De lixão a insumo industrial: UFRJ inaugura laboratório que transforma resíduos e dióxido de carbono (CO₂) em energia, fertilizante e vidro

Novo laboratório do Ivig, que conta com um dos maiores reatores de pirólise em centros de pesquisa na América do Sul, testa soluções para reduzir lixo, emissões de carbono e importação de barrilha. Projeto já desperta interesse de grandes empresas

Por Conexão UFRJ – Fonte: www.ufrj.br

O Brasil produz, em média, cerca de 1 quilo de lixo por habitante por dia. Em um país com mais de 200 milhões de pessoas, isso significa algo em torno de 200 mil toneladas diárias de resíduos, grande parte ainda destinada a lixões e aterros. Nesse cenário, em que o país busca soluções para reduzir o impacto do lixo e das emissões de carbono, o Instituto Virtual Internacional de Mudanças Globais (Ivig/Coppe), da Universidade Federal do Rio de Janeiro (UFRJ), inaugurou, na quarta-feira, 10/12, o Laboratório de Pesquisa Aplicada em Pirólise de Resíduos e Descarbonização.

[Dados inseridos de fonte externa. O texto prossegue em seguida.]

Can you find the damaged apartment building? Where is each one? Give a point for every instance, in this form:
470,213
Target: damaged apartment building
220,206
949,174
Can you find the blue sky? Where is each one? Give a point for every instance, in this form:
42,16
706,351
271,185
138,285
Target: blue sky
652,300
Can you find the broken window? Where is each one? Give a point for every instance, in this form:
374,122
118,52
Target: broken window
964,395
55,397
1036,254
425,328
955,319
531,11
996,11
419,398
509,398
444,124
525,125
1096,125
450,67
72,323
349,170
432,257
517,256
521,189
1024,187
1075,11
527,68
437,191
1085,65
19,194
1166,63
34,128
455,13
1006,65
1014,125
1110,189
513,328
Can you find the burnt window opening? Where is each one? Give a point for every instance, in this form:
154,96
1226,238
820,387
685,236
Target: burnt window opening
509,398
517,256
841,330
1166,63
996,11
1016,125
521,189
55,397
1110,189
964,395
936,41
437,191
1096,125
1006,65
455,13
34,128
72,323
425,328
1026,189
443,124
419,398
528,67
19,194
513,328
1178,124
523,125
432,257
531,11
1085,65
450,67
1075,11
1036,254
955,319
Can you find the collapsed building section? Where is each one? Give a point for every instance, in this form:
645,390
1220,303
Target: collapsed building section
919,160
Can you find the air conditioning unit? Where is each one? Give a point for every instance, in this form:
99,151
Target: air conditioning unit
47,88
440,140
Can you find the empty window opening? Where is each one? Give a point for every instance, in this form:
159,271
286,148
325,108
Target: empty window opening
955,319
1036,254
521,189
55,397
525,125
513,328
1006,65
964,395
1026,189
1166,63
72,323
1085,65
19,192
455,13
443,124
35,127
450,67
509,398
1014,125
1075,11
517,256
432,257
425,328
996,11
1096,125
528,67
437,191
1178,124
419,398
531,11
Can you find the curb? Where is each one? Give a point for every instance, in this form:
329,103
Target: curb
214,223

Instalado em um galpão de escala semi-industrial na Cidade Universitária, o laboratório abriga um dos maiores reatores de pirólise montado em centros de pesquisa na América do Sul, com 18 toneladas, importado da China, além de uma planta de descarbonização projetada e construída no Brasil. A nova estrutura foi criada a fim de desenvolver tecnologias capazes de testar e promover soluções práticas para transformar resíduos e dióxido de carbono (CO₂), também conhecido como gás carbônico, em insumos úteis, energia e produtos industriais.

No evento de inauguração, o reitor da UFRJ, Roberto Medronho, relembrou o histórico de protagonismo da instituição em descobertas científicas. “Foi aqui, nesta casa, que se iniciaram pesquisas pioneiras”, afirmou, referindo-se a estudos relacionados ao pré-sal e, mais recentemente, ao uso da polilaminina para recuperação de lesões medulares.

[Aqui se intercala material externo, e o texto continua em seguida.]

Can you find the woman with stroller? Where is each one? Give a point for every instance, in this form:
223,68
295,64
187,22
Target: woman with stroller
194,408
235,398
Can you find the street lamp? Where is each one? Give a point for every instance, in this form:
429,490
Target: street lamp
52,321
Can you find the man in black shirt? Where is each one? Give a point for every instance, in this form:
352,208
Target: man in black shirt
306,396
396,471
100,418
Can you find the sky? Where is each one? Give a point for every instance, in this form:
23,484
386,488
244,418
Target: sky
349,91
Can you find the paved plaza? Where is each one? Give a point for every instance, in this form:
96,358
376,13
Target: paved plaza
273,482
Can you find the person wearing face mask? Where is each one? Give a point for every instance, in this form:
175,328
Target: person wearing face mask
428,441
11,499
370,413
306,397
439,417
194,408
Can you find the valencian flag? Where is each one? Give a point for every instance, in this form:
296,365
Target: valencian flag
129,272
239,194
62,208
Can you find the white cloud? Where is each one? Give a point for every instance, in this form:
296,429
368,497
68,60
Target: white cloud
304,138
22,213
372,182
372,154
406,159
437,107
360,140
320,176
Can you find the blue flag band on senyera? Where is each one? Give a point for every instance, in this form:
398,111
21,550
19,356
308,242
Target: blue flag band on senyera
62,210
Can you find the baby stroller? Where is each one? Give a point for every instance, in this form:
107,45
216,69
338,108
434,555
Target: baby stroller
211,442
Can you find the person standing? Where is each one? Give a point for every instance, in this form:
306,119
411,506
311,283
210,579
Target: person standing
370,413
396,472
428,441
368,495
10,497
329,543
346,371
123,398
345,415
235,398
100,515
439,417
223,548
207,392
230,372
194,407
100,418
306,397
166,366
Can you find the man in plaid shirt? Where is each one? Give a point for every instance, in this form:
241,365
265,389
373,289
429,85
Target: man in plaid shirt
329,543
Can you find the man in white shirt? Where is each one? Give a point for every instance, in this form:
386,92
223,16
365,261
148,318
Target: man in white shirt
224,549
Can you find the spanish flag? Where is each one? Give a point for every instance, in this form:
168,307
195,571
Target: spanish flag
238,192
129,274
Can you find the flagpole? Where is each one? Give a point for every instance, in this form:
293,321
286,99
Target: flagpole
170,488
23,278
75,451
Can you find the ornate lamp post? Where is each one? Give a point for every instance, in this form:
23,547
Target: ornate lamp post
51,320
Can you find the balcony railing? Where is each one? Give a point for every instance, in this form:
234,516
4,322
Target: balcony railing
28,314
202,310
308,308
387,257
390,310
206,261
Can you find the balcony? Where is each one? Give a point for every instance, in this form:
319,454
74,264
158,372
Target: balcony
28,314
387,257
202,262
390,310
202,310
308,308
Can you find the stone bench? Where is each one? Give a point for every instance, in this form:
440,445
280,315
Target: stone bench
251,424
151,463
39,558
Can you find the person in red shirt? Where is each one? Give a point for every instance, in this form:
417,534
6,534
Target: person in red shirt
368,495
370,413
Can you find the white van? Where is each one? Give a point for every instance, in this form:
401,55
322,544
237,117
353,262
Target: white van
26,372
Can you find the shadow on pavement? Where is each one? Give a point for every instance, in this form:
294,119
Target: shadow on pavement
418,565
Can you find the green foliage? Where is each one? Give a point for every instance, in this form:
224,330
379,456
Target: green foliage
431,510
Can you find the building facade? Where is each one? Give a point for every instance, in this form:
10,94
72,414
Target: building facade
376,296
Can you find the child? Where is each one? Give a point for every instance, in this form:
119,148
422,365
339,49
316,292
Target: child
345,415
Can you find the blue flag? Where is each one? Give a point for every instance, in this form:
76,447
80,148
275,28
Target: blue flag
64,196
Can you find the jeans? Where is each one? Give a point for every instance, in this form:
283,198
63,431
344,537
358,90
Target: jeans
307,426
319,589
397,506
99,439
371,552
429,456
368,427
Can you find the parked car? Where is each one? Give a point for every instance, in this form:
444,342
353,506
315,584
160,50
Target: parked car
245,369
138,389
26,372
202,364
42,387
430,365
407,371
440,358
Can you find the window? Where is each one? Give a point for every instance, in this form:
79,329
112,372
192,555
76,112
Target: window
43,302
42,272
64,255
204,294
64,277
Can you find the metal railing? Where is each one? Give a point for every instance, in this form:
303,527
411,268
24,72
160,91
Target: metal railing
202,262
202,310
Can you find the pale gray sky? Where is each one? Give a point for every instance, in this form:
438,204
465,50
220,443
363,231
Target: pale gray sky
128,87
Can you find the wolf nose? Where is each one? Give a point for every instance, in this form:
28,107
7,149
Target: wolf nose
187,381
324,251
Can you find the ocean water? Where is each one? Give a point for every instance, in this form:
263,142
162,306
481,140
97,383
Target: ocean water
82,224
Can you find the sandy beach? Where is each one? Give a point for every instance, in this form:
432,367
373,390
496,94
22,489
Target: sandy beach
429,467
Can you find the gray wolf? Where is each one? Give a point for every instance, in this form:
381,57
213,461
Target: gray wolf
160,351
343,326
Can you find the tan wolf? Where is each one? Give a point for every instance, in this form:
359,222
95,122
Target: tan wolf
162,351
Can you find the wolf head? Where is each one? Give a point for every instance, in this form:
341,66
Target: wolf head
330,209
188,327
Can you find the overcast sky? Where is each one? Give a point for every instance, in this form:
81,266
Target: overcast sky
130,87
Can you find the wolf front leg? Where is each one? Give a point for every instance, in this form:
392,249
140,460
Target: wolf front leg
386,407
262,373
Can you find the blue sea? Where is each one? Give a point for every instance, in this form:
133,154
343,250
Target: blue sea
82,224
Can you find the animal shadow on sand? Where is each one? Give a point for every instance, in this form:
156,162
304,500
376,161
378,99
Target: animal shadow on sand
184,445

Segundo o reitor, o trabalho do novo laboratório contribuirá para o desenvolvimento de soluções de mitigação das mudanças climáticas. “Aqui estamos mostrando que é possível pegar o resíduo, transformar o resíduo em coisas úteis e, inclusive, capturar carbono”, disse. “Isso é inovação, isso é sustentabilidade”.

A inauguração ocorre em um momento no qual o Brasil, após a Conferência das Nações Unidas sobre Mudanças do Clima (COP 30), em Belém, se comprometeu com metas mais ambiciosas de transição energética e neutralidade de carbono. O laboratório funcionará como plataforma de testes e protótipos para governos, prefeituras e empresas que precisam transformar compromissos climáticos em projetos reais.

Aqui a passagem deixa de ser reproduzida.